City Pursues Social Impact Bonds to Tackle Teen Pregnancy.

Last September, the Mayor’s Office of Budget and Finance issued a solicitation for companies interested in conducting a feasibility study on a tool called social impact bonds. They’re essentially bonds with a cause. Investors provide up-front money for the city to launch a project that will provide social benefits—say, reducing prison recidivism or chronic homelessness—and save the city money in the long run. If everything goes according to plan, the investors will recoup a portion of the savings.

Today, the administration of Mayor Vince Gray announced that it had chosen an area where it hopes to make a social impact: teen pregnancy. It’ll be the first time social impact bonds have been used in America to reduce unplanned teen pregnancy and reap the economic rewards.

The city has selected the Boston-based Social Finance, Inc. as a nonprofit intermediary to coordinate the development and launch of the city’s first social impact bond program. Social Finance, founded in 2011, is an offshoot of Britain’s Social Finance UK, which created the world’s first social impact bonds in 2010.

Social Finance, Inc. has worked on several U.S. social impact bond projects, beginning with one in New York State to reduce prison recidivism. The company started working with the District in the winter, and identified a few areas where the city could pursue social impact bonds. City officials selected teen pregnancy.

“A young woman who has a child when she’s 14 or 15 has a much lower chance of receiving her high school diploma,” says Social Finance’s Rebecca Leventhal. “There are significant opportunities for savings relating to early health needs for children delivered to young women, as well as the educational opportunities for the mother that may be delayed or not achieved if she has a child.”

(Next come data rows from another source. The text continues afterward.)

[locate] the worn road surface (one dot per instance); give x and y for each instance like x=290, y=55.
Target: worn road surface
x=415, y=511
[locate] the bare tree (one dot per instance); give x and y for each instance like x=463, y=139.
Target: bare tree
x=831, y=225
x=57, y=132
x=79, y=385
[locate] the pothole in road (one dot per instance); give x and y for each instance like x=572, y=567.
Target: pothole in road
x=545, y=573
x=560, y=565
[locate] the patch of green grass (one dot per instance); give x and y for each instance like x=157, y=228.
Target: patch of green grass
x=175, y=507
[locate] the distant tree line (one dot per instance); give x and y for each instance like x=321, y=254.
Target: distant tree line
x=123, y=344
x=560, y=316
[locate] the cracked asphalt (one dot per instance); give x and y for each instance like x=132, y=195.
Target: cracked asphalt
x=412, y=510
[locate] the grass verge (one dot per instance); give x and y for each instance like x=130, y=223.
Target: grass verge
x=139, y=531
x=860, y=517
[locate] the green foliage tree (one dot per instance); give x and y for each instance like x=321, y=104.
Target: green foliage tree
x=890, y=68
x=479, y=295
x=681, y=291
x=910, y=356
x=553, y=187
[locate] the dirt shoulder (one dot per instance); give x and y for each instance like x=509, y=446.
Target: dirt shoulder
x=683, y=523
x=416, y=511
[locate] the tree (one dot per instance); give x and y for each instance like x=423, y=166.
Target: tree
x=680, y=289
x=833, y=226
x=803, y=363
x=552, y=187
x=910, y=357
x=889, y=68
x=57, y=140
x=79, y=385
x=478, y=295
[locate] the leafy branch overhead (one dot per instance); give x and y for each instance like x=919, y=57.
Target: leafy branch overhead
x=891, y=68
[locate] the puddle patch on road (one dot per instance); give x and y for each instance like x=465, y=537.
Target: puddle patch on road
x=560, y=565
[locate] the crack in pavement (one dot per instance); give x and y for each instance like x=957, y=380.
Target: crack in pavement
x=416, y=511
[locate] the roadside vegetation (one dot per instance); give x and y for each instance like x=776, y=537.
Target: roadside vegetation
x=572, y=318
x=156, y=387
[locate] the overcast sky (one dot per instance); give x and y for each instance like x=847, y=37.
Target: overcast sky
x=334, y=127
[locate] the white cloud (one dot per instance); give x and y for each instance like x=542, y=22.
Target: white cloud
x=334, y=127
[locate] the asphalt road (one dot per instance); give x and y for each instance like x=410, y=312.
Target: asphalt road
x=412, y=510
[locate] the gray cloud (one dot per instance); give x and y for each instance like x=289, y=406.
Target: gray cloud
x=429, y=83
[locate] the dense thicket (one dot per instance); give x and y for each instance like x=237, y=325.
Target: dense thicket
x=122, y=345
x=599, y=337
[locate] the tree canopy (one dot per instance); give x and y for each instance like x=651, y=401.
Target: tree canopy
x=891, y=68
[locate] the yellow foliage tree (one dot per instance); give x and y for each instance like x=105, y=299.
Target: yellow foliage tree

Social Finance is releasing a request for qualifications today for programs to reduce unplanned teen pregnancy that could participate in the program. That request will be followed by a request for proposals from qualified respondents.

Gray spokesman Pedro Ribeiro says the city won’t know for sure how the program will save the District money until responses to those requests come in. But he says reducing teen pregnancy can cut costs in a number of areas, including education, homelessness, and welfare payments.

“Look at D.C. General,” Ribeiro says, referring to the overcrowded homeless shelter where the city spends more than $150 a night to house each family. “Look at how many young mothers are in D.C. General. That’s incredibly expensive.”